DATA_CLEANER

NoventisManualML

While AutoML provides a powerful, hands-off approach, expert users often require granular control over model selection, hyperparameter tuning, and in-depth analysis. The NoventisManualML is designed precisely for this purpose. It serves as a comprehensive toolkit for building, tuning, comparing, and explaining a user-defined set of machine learning models.

Leveraging advanced libraries like Optuna for hyperparameter optimization and SHAP for explainability, it provides a structured and powerful environment for deliberate and insightful machine learning experimentation. It is the ideal tool when you want to compare specific algorithms or dive deep into the behavior of a single, highly-tuned model.

BASH
from noventis.predictor import NoventisManualML
Key Features
  • Custom Model Suite

    Train and compare one or more specific models from a comprehensive list, including LogisticRegression, RandomForest, XGBoost, LightGBM , and more.

  • Advanced Hyperparameter Tuning

    Integrates Optuna to perform sophisticated, state-of-the-art hyperparameter optimization, helping you squeeze maximum performance out of each model.

  • Deep Model Explainability

    Incorporates SHAP to provide deep, model-agnostic insights into how your model makes predictions, generating summary, beeswarm, and dependence plots.

  • Flexible Preprocessing

    Includes a robust internal preprocessor for handling missing values and categorical features, and can optionally be chained with a pre-configured NoventisDataCleaner instance for more complex cleaning pipelines.

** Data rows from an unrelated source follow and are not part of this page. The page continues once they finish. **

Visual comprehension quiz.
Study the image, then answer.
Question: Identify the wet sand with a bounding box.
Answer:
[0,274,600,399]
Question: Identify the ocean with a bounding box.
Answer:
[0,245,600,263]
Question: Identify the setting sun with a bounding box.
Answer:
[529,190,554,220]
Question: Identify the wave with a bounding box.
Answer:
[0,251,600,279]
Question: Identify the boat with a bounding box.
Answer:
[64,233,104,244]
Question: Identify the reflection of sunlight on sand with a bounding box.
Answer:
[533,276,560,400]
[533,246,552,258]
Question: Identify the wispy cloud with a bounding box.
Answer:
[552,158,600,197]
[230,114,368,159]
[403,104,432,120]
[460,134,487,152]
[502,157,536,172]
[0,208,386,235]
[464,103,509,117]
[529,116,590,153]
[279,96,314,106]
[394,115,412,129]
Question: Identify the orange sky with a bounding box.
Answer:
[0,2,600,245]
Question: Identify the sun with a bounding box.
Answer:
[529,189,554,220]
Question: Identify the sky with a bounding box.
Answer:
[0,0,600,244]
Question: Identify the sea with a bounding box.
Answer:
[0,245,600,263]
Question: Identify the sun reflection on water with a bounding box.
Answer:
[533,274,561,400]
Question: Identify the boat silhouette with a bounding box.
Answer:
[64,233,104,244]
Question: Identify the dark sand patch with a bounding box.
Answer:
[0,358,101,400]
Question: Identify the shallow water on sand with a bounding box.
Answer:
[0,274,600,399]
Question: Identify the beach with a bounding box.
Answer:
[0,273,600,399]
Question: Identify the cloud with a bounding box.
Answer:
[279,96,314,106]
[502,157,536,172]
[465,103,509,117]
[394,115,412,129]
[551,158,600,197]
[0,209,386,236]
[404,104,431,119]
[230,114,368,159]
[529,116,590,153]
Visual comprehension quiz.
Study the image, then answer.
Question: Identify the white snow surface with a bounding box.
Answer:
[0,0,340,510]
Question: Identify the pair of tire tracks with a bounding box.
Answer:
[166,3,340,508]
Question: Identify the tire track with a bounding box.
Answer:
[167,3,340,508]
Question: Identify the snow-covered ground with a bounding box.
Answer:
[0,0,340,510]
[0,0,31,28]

  • Comprehensive Reporting

    Generates a detailed, interactive HTML report that consolidates performance metrics, model comparisons, evaluation plots, and feature importance into a single, easy-to-navigate dashboard.

Parameters
model_name
Type
Union[str, List[str]]
Default
None
The core parameter defining the experiment. Provide a single model name as a string (e.g., 'xgboost') or a list of names to train and compare (e.g., ['random_forest', 'lightgbm']).
task
Type
str
Default
None
The machine learning task. Must be either 'classification' or 'regression'.
tune_hyperparameters
Type
bool
Default
False
If True, enables hyperparameter optimization for each model using Optuna. If False, models are trained with their default parameters.
n_trials
Type
int
Default
50
The number of optimization trials to run per model when tune_hyperparameters is True.
data_cleaner
Type
Optional[NoventisDataCleaner]
Default
None
An optional, pre-configured NoventisDataCleaner instance. If provided, its cleaning pipeline will be applied to the data before training.
cv_folds
Type
int
Default
3
The number of cross-validation folds to use during the hyperparameter tuning process.
cv_strategy
Type
str
Default
'repeated'
The cross-validation strategy for tuning classification models. Can be 'repeated' (uses RepeatedStratifiedKFold) or another value (uses StratifiedKFold).
show_tuning_plots
Type
bool
Default
False
If True and tune_hyperparameters is enabled, displays Optuna's optimization history and parameter importance plots during the run.
output_dir
Type
Optional[str]
Default
None
A directory path where all artifacts (saved models, plots, reports) will be stored. If provided, a unique sub-folder is created for each run.
Main Workflow Method
  • .fit(df, target_column, test_size=0.2, compare=False, explain=False, display_report=True)

    This is the primary method to execute the entire workflow. It orchestrates data splitting, preprocessing, model training (and optional tuning), evaluation, and reporting. It's the main entry point for using the ManualPredictor.

    • df (pd.DataFrame): The full dataset including the target column.
    • target_column (str): The name of the column to be predicted.
    • test_size (float): The proportion of data to hold out for testing.
    • compare (bool): If True, prints a summary table comparing all trained models.
    • explain (bool): If True, generates a bar plot comparing model performance.
    • display_report (bool): If True, automatically displays the final HTML report in the output cell (in Jupyter environments).
Reporting & Analysis Methods
  • .generate_html_report(filepath=None) → str

    Creates the comprehensive HTML report, which includes an execution summary, a detailed model comparison table, and all generated visualizations. The report can be saved to a file if a filepath is provided.

  • .display_report()

    A convenience method to display the generated HTML report directly in a Jupyter or Google Colab output cell.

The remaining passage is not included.